On April 26, 2023, Arnau Dillen presented our research on motor imagery decoding at the 11th International IEEE EMBS Conference on Neural Engineering in Baltimore with a poster presentation titled "Optimal sensor set for decoding motor imagery from EEG". (For social media #EEG #Motor imagery #BCI).
Brain-computer interfaces can be used to operate devices by detecting a person’s intention from their brain activity. Decoding motor imagery (MI) from electroencephalogram (EEG) signals is a commonly used approach for this purpose. To reliably identify MI from EEG signals, a sufficient number of sensors is usually required. However, a large number of sensors increases the computational cost of discriminating MI classes.

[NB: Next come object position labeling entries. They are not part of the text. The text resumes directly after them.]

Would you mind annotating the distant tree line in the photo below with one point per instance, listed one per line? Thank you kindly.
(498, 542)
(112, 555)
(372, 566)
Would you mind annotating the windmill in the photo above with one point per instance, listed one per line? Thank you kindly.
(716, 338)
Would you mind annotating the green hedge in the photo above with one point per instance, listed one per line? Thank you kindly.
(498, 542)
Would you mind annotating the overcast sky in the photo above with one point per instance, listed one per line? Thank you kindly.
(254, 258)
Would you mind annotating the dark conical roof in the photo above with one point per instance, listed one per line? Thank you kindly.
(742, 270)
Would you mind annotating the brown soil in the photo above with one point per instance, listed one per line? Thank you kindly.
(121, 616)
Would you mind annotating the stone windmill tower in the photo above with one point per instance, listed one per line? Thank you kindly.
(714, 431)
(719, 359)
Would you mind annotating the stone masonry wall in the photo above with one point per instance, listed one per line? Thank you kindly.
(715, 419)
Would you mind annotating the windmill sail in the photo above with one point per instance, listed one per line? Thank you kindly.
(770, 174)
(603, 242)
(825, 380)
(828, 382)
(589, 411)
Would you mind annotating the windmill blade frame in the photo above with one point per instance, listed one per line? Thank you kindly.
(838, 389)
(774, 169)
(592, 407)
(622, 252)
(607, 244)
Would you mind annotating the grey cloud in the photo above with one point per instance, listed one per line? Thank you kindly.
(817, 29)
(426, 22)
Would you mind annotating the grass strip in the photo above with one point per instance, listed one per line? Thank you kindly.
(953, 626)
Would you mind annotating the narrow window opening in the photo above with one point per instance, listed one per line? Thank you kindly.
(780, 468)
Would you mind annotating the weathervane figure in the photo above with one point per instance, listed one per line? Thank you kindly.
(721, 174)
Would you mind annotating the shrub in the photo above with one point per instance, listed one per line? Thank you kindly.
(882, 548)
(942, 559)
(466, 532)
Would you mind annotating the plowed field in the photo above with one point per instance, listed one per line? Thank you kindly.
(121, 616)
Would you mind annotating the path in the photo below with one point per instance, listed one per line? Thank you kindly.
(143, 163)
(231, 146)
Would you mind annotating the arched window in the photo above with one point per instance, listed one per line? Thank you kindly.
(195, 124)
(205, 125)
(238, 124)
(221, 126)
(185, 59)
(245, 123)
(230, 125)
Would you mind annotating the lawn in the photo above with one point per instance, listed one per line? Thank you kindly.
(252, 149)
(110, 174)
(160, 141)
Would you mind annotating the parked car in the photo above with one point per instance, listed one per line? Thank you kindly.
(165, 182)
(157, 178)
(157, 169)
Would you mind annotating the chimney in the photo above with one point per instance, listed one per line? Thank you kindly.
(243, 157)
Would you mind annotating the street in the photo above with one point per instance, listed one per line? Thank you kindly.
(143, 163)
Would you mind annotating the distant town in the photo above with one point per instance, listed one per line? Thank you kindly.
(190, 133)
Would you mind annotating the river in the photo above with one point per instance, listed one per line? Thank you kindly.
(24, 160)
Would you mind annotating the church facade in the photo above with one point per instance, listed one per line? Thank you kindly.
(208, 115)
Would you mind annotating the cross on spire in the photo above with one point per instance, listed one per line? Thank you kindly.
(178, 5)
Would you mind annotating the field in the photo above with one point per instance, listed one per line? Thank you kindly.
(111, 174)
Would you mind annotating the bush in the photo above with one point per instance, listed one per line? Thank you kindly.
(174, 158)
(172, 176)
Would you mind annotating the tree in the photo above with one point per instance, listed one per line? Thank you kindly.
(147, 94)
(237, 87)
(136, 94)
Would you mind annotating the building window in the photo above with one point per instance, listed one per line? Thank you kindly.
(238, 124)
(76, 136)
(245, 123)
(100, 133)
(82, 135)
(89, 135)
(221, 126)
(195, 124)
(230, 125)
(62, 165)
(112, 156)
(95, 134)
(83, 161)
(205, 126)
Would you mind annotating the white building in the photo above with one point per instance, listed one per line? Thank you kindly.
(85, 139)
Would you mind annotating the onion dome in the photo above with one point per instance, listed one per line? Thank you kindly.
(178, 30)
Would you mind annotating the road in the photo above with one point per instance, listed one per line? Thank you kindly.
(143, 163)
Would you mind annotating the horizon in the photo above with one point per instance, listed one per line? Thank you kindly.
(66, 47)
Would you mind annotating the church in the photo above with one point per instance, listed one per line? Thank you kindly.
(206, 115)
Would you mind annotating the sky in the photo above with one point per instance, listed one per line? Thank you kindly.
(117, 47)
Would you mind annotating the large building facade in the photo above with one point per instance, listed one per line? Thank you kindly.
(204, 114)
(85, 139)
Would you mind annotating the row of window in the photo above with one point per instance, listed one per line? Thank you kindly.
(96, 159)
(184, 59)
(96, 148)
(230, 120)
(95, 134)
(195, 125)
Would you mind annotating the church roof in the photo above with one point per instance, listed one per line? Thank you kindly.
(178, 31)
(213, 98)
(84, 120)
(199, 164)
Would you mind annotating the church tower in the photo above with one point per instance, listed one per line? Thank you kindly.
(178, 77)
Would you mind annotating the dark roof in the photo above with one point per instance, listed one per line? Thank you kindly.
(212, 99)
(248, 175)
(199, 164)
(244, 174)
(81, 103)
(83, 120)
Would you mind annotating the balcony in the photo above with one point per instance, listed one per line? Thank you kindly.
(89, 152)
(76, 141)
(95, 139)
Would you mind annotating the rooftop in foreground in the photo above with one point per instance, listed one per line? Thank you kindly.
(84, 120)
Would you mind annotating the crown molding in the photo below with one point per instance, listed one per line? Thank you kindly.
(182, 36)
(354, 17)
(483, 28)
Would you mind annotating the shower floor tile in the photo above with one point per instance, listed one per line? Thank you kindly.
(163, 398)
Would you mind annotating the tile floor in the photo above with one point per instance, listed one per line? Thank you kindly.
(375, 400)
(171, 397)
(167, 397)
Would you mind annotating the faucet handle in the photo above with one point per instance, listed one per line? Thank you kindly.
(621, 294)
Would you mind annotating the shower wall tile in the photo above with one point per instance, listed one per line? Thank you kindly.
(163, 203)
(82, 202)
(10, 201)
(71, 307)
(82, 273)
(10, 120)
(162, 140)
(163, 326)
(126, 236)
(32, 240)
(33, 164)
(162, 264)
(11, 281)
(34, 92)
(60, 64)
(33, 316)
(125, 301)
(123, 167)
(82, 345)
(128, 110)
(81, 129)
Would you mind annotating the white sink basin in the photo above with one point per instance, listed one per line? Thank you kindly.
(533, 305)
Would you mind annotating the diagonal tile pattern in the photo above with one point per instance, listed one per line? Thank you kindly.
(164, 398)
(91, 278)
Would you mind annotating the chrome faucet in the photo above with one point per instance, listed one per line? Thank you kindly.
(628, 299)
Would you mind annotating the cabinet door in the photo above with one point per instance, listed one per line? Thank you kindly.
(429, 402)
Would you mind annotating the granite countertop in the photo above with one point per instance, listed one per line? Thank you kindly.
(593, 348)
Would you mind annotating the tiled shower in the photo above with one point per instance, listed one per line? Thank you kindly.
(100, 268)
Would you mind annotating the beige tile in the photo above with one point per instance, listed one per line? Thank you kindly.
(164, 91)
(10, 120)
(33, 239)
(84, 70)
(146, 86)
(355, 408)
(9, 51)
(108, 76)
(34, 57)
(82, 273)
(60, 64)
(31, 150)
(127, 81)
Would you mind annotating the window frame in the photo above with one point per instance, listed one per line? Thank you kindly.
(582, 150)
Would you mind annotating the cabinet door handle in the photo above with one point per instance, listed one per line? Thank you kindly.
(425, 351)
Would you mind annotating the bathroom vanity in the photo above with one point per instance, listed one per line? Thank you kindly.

Furthermore, consumer-grade devices that measure EEG signals often employ a reduced number of sensors compared to medical- or research-grade devices. In this experimental study, we investigate the tradeoff between accuracy and complexity when decoding MI from a restricted number of EEG sensors. For this purpose, several decoding pipelines were trained on EEG data using different subsets of electrode locations employing well-established decoding methods.We found that there is no significant difference (p=[0.18–0.91]) in average decoding accuracy when using fewer sensors. The largest loss in performance for a single individual was a reduction in mean decoding accuracy of 0.1 when using 8 out of 64 available sensors. Decoding MI from a limited number of sensors is therefore feasible, highlighting the potential of using commercial sensor devices for this purpose to reduce both monetary and computational costs.